The Ivory Game had its world premiere on September 16, 2016 at the Toronto International Film Festival and was released to Netflix on November 4, 2016. The film received mostly positive reviews.

== Synopsis ==
The documentary concerns the poaching of elephants in Africa, related to the ivory trade in China and Hong Kong, and the repercussions of elephant poaching if it is allowed to continue. Directors Keif Davidson and Richard Ladkani spent 16 months undercover along with their crew and several subjects investigating the killing of elephants for their tusks and the smuggling of ivory to China, where it is seen as a status symbol. While illegal, there is a rampant black market where corrupt business practices and dealings occur. The film takes its viewers from Tanzania, Kenya, and Zambia to China, Hong Kong, and Vietnam, briefly stopping in London.

The film opens in Tanzania, Africa, where Elisifa Ngowi, the head of intelligence for the Task Force, along with his officers, are conducting a nighttime sting operation in an attempt to arrest Shetani, one of the most notorious poachers in the region. Shetani is responsible for the deaths of 10,000 elephants alone. While Ngowi is tracking Shetani and the poachers, Craig Millar, head of security at the Big Life Foundation in Kenya, is trying to stop poaching from happening in the first place. Millar’s team spend their days and nights protecting elephants on the vast savanna, scaring off poachers and preventing local residents from attacking elephants that have destroyed their food crops.

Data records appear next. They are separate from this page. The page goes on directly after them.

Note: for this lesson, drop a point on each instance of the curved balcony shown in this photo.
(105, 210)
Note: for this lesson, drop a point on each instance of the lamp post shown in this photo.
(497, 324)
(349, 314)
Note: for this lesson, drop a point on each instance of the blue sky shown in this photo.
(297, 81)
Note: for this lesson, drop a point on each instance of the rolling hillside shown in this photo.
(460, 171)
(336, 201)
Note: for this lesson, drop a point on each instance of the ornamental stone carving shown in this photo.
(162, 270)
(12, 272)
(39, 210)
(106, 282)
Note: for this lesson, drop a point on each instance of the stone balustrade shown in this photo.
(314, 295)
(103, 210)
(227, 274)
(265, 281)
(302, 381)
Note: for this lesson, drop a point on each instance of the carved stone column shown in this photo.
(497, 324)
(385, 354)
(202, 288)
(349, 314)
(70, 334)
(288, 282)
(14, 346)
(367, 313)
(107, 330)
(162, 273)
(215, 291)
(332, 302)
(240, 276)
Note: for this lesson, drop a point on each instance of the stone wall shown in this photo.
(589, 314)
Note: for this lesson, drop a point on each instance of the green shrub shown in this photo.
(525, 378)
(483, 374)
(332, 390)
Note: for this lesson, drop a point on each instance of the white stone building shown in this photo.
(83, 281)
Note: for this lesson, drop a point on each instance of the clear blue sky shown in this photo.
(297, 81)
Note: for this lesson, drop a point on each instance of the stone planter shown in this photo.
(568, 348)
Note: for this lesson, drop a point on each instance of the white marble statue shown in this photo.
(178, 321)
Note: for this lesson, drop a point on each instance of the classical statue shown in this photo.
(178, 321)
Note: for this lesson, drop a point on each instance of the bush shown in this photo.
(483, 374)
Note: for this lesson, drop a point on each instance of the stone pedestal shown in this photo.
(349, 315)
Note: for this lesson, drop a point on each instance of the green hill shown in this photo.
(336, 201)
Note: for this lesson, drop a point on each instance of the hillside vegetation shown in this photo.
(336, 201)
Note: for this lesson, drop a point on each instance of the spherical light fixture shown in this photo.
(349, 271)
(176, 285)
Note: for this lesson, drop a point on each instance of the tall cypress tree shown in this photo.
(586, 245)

In China, Andrea Crosta, who is head of investigation for Wildleaks, a whistle-blowing site for “wildlife crime”, and Hongxiang Huang, an investigative journalist, go undercover to gather evidence of illegal importing and selling of ivory. China has become the world’s biggest market for ivory. The Chinese government releases 5 tons of ivory per year to licensed dealers, making it difficult to discern between legal and illegal ivory. Crosta and Huang, along with their hidden cameras, expose many dealers bragging about having much more ivory than their licenses allow and reveals the many loopholes in ivory regulations which have helped create an intense demand.

The documentary reports that if governments do not take action now or in the near future, elephants are facing extinction within the next 15 years.

== Reception ==
On Rotten Tomatoes, a review aggregator, the film has a score of 89% based on 18 reviews with an average rating of 7.8 out of 10. On Metacritic, which assigns a weighted average score based on reviews from mainstream critics, the film received an average score of 73 with generally favourable reviews from 12 critics.

TheWrap stated that The Ivory Game vitally offers a wealth of information and means to incite action, which may be enough to get audiences involved".

Connect Statesboro called the film "impactful and will make viewers seriously consider the simple concluding invitation to take action by visiting theivorygame.com".

The Hollywood Reporter hailed the film as "sweeping, thoughtful and often wrenching", and "deserving of the attention that it is sure to receive".

== Awards and nominations ==
The Ivory Game was nominated for the People's Choice Award at the Toronto International Film Festival in 2016. Additionally, the film was nominated for and won the WWF Golden Panda Award and the Theatrical Award at the 2016 Wildscreen Festival, held in Bristol.

== Impact ==
The filmmakers' goal is to show the complexities of the multi-million dollar ivory trade throughout The Ivory Game and is meant to incite a worldwide call to stop the ivory trade. While the impact of the film remains to be seen, The Playlist states that "a better film would have taken aim at the roots of poaching and ivory as a status symbol, but The Ivory Game still manages to incite the necessary outrage".

=== Boniface Malyango ===
On March 3, 2017, in Dodoma, Tanzania the poachers that this documentary was based on were convicted in a magistrate’s court to 12 years in prison, after being convicted of leading organized crime. Poacher Boniface Methew Malyango, nicknamed "The Devil Has No Mercy", who has been connected to 15 poaching gangs across 5 countries, and has poached around 1,000 elephants, and supplied ivory to Yang Fenglan, who was the subject of this documentary, his brothers Lucas Mathayo Malyango and Abdallah Ally Chaoga were arrested on October 29, 2015 while attempting to smuggle 118 elephant tusks worth over $863,000. Malyango attempted to get his sentence appealed in 2018, but was dismissed.